Automotive retail is transforming before our eyes, digitalizing the way everything is done in the dealership. It seems like everyone in the industry is working at a breakneck pace to shape the digital future in their interest. What isn’t clear is who will be in the driver’s seat, defining how the digital future will turn out.
Traditionally it has been safe to assume that dealers are at the center of automotive retail. Dealers carried the inventory, sold and financed the cars, serviced the cars and most importantly owned the customer relationship. But, as always, times of dramatic change present opportunities to upset the old order, and this is why everyone is scrambling for position. Of course there will be winners and losers. Amidst all of this jockeying, dealers will have to be especially careful not to get pinched between the ambitions of their key partners, the automakers and dealer system providers.

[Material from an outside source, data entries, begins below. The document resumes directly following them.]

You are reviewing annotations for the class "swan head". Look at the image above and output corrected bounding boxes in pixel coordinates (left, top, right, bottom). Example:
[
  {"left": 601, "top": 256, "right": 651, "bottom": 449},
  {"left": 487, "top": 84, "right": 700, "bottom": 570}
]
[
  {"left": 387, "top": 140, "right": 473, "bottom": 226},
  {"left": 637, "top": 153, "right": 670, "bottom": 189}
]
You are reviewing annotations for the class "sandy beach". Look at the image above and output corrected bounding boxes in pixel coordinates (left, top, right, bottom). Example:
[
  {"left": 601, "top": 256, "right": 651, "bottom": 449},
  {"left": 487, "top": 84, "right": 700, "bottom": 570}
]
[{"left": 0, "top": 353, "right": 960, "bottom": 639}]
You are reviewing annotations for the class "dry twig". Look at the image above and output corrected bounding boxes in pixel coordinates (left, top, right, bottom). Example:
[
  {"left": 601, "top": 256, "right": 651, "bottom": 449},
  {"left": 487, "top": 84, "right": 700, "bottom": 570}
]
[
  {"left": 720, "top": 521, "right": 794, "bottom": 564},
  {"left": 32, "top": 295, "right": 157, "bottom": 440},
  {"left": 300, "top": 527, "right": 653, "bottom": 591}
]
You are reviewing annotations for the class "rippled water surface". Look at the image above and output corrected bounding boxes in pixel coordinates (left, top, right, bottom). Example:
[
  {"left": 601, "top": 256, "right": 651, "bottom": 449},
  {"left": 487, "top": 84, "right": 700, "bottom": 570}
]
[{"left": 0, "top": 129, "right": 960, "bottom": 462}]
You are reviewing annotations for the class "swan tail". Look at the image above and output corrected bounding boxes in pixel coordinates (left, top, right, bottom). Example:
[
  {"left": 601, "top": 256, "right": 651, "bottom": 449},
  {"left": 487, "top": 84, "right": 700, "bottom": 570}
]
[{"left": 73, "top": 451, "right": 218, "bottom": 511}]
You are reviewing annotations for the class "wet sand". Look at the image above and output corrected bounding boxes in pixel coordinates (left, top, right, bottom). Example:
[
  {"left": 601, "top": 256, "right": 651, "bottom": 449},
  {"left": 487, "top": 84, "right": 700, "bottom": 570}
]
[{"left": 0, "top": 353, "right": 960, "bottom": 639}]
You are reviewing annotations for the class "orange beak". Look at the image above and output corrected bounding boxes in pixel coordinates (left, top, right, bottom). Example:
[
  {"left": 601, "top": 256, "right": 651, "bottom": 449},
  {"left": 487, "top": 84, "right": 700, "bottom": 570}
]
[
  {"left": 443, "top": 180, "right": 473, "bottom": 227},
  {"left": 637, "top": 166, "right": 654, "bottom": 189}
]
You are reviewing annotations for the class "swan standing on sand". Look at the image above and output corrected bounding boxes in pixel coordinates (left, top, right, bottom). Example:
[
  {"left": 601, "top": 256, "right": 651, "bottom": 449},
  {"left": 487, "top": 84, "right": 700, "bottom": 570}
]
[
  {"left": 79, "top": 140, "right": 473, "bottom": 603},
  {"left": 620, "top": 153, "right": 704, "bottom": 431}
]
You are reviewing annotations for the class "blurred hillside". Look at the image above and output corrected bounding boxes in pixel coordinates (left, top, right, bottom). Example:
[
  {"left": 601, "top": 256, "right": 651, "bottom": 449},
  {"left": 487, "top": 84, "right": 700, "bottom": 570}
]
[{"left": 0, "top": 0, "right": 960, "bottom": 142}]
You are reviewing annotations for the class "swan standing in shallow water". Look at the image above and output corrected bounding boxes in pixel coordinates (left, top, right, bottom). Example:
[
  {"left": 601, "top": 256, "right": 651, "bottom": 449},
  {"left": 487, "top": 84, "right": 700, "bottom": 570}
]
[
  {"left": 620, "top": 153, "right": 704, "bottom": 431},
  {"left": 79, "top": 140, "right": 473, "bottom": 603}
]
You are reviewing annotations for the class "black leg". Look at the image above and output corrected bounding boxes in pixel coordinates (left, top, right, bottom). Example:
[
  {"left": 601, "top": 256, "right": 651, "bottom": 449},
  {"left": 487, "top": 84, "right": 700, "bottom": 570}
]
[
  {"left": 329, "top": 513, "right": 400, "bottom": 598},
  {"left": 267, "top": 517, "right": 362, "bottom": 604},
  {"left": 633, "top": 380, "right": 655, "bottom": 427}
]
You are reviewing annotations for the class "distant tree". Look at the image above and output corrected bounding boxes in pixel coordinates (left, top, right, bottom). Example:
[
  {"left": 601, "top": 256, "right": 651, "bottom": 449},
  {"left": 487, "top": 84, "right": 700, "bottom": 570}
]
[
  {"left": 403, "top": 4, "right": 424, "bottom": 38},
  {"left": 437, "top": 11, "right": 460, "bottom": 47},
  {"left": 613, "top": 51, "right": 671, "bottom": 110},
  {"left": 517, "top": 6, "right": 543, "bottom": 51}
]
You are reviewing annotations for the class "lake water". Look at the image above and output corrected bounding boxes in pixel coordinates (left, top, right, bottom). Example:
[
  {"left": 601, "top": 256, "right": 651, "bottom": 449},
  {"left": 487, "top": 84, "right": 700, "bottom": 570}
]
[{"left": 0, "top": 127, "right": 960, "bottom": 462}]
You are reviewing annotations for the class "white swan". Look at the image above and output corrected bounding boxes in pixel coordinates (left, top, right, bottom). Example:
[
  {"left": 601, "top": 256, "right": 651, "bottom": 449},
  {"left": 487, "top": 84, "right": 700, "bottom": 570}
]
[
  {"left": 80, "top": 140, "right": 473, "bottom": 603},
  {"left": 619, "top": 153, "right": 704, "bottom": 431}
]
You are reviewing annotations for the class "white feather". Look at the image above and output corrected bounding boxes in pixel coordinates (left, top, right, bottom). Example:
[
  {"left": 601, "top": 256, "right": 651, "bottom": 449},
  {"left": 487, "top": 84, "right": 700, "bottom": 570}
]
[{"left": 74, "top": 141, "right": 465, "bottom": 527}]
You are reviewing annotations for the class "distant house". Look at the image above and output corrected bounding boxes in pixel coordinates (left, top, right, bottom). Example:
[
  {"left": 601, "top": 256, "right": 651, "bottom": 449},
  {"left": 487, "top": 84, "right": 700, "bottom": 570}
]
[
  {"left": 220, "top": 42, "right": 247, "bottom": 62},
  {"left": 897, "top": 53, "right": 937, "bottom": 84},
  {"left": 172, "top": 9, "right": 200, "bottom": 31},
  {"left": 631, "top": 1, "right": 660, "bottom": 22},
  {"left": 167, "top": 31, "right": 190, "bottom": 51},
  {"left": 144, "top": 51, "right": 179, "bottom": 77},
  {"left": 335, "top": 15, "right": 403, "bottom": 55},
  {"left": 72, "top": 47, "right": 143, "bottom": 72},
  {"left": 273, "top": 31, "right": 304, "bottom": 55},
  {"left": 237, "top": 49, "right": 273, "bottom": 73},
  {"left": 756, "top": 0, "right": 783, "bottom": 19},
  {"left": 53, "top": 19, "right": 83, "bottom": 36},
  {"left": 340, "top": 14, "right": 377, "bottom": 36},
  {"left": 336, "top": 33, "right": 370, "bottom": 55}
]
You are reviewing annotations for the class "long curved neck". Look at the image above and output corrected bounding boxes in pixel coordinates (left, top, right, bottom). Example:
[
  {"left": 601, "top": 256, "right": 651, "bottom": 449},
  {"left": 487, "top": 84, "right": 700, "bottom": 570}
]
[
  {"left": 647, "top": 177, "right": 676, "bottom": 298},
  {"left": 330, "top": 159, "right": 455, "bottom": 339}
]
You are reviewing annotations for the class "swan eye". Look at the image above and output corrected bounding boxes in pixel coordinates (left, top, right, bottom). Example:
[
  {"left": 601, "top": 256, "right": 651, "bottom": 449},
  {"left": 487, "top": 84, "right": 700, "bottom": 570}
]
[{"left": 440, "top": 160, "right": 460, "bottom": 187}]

On the one hand, automakers see a historic opportunity to establish a direct relationship with consumers. The connected car changes everything for them. Not only are OEMs no longer dependent on their dealers to communicate with customers, the connected car puts them in the strongest position to interact with customers. They know, before the dealer, when customers need service, parts and new cars. OEMs are rapidly expanding the functionality of consumer apps and increasingly are developing new systems to be used by dealers to fulfill the orders generated through these consumer apps. Multi franchise dealer groups face the challenge of using completely different systems in each of their franchises for service, parts and sales..
On the other hand, the largest dealer system providers are rapidly acquiring the startups that have led the innovation in automotive retail technology. While this consolidation may provide short-term convenience to dealers, it may also reduce dealers’ options when those vendors use proprietary integration to put up walls around their systems.
The commercial dealer systems market has flourished over the past ten years, giving dealers many options for optimizing the performance of their stores. The resulting innovation and competition has positioned dealers to reimagine their businesses and revitalize their stores. To maintain these gains, dealers need to protect their ability to run their business using the systems they choose, rather than those preferred by their current vendors or automakers. In both cases, a practical, open integration solution is essential for dealers. Dealers may perceive open integration solutions to be a technical problem for others to solve, but dealers have the most to gain or lose and need to take a stand.
Open integration is about connecting dealers’ preferred systems to each other and to their OEM partners. Without open integration, dealers will live in a digital future defined without their input. At Motive Retail, we are working to help everyone succeed in the digital future by providing practical, real world integration solutions essential for delivering seamless customer experiences. With the industry changing so rapidly and so much at stake, dealers need to work with their system providers and OEMs to ensure open integration prevails.